Sie kommen gerade von einer Kreuzfahrt zurück, steigen noch am selben Tag in den Flieger nach Deutschland. Die wenigen Stunden auf der Insel verbringen sie bewusst am Ballermann. "Wir wollten den Kindern mal zeigen, wie das wirklich ist", sagt Ehemann Helmut Ertz (42).

Ein bisschen gezittert wird dann aber doch. In der Arztpraxis Salus, umgeben von Hotels, Restaurants und Bars, sind die Anfragen besorgter Urlauber merklich gestiegen. "Es kommen 20 Prozent mehr Leute als sonst", schätzt Brigitte Bremert-Heller, die am Empfang sitzt.

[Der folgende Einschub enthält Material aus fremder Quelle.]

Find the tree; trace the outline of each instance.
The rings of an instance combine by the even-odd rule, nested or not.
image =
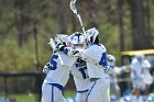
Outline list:
[[[133,49],[146,48],[142,0],[128,0],[131,9]]]

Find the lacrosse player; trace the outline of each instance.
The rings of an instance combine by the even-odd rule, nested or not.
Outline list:
[[[150,73],[151,64],[145,59],[143,54],[136,54],[131,63],[131,79],[133,86],[133,94],[139,97],[141,90],[145,94],[148,93],[148,87],[152,83],[153,79]]]
[[[70,42],[73,48],[77,50],[85,49],[85,41],[81,33],[76,32],[70,35]],[[88,84],[90,82],[87,72],[87,64],[80,57],[77,58],[73,67],[70,68],[72,75],[77,89],[76,102],[86,102],[86,97],[88,92]]]
[[[87,102],[110,101],[110,78],[113,66],[108,64],[106,47],[99,43],[98,30],[90,29],[85,33],[89,46],[82,52],[82,58],[87,61],[90,79]]]
[[[65,102],[62,91],[68,81],[70,67],[76,60],[76,58],[68,57],[62,52],[67,41],[67,35],[55,36],[54,44],[56,47],[50,63],[43,68],[46,78],[42,86],[42,102]],[[50,44],[54,47],[52,42]]]

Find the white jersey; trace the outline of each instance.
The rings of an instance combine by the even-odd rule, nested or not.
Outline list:
[[[64,53],[55,53],[51,57],[51,71],[44,79],[44,83],[58,83],[63,87],[66,86],[69,79],[70,67],[76,58],[68,57]]]
[[[70,70],[74,77],[77,92],[87,92],[90,81],[88,78],[86,61],[77,59]]]
[[[103,71],[107,66],[107,53],[103,45],[90,45],[85,52],[84,57],[87,59],[87,68],[89,78],[108,78]],[[102,67],[97,66],[97,64]]]

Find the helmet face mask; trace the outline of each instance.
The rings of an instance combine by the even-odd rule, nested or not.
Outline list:
[[[70,42],[75,46],[85,46],[85,39],[81,33],[75,32],[70,35]]]
[[[64,43],[68,43],[68,35],[65,34],[57,34],[55,36],[55,44],[64,44]]]

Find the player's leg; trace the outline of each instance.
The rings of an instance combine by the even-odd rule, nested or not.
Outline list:
[[[117,97],[117,99],[120,99],[121,93],[120,93],[120,88],[118,86],[118,82],[111,82],[110,90]]]
[[[52,102],[52,88],[50,84],[42,86],[42,100],[41,102]]]
[[[139,80],[133,80],[133,90],[132,90],[132,93],[133,95],[136,95],[139,97],[141,94],[141,83]]]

Dabei sind Symptome wie Hals-, Kopf- und Ohrenschmerzen nichts Neues in der Praxis, die sich im Sommer vorrangig um kranke deutsche Touristen kümmert. "Jetzt sind alle schon beim Hereinkommen überzeugt, dass sie die Schweinegrippe haben. Aber ernst nehmen muss man das natürlich trotzdem", sagt Bremert-Heller.